Cinema at the Cinema
One of my favourite ‘Brief Encounter’ scenes is when Laura and Alec visit the cinema together. Just think, on the film’s release, people went to the cinema to watch two people do the same thing. But what would have been unremarkable viewing for them is a bit of cosy nostalgia for us now. I’m not a one for going to watch modern films, but I occasionally take my children to see the latest child-friendly releases. We went over the Christmas holidays as I was planning this series of blog posts and I was able to compare my experience to Laura and Alec’s.
· Laura and Alec had a choice of cheaper or more expensive seats – class segregation was everywhere, not just on the railways. Cinema seats now are universally expensive. This is not a weekly occurrence for us.
· Their seats were in tiers rather like a theatre, facing a single large screen. We were directed to one of 10 smaller screens and our cinema had only 10 rows of seats.

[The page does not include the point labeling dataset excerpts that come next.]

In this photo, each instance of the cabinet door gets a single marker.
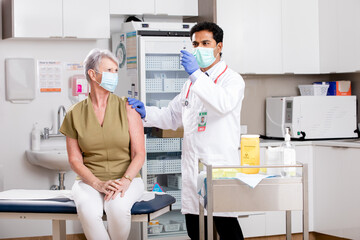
(176, 8)
(134, 7)
(300, 38)
(348, 35)
(336, 191)
(37, 18)
(86, 19)
(252, 43)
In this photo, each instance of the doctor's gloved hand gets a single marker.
(189, 62)
(138, 105)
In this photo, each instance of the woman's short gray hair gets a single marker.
(94, 57)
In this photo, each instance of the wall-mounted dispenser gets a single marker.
(20, 78)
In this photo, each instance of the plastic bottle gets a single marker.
(288, 156)
(250, 153)
(35, 137)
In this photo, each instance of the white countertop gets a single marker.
(350, 143)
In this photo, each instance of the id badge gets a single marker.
(185, 103)
(202, 121)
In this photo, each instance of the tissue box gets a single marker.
(338, 88)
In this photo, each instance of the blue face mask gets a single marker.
(109, 81)
(204, 56)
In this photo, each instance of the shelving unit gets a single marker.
(162, 78)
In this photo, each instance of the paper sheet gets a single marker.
(25, 194)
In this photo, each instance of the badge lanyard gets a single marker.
(187, 94)
(202, 115)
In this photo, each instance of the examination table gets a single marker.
(63, 208)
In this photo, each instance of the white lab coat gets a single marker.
(220, 141)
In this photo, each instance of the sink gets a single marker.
(54, 159)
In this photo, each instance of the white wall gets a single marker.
(16, 122)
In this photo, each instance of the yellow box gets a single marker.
(250, 153)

· A smartly uniformed usherette gave Laura and Alec a funny look as they left their seats. The only human contact I experienced was a youth in a polo shirt who tore my ticket on the way in.
· The main feature at the 1940s cinema was preceded by a Donald Duck cartoon. We got hundreds of adverts and trailers. Buy a hot drink before you go in and it’s cold before anything worth watching starts.
· The advert that we get a glimpse of on the 1940s screen is delightfully primitive and very local. The cinema now shows the same adverts that you can see on television. Gone are the days when you would be invited to follow up your film with a meal in a restaurant around the corner.
· And finally, Laura and Alec got to see my favourite bit of all – Irene Handl playing a big organ. It is one of the major disappointments of my life that this never happens to me.
All of these points can be filed in the ‘misty-eyed nostalgia’ drawer of life’s filing cabinet. I’d prefer almost everything about the ‘Brief Encounter’ cinema. But there is one thing that I am glad has changed – the lack of a fug of cigarette smoke. All that second hand stale smoke permeating Laura’s suit and hair…oh dear!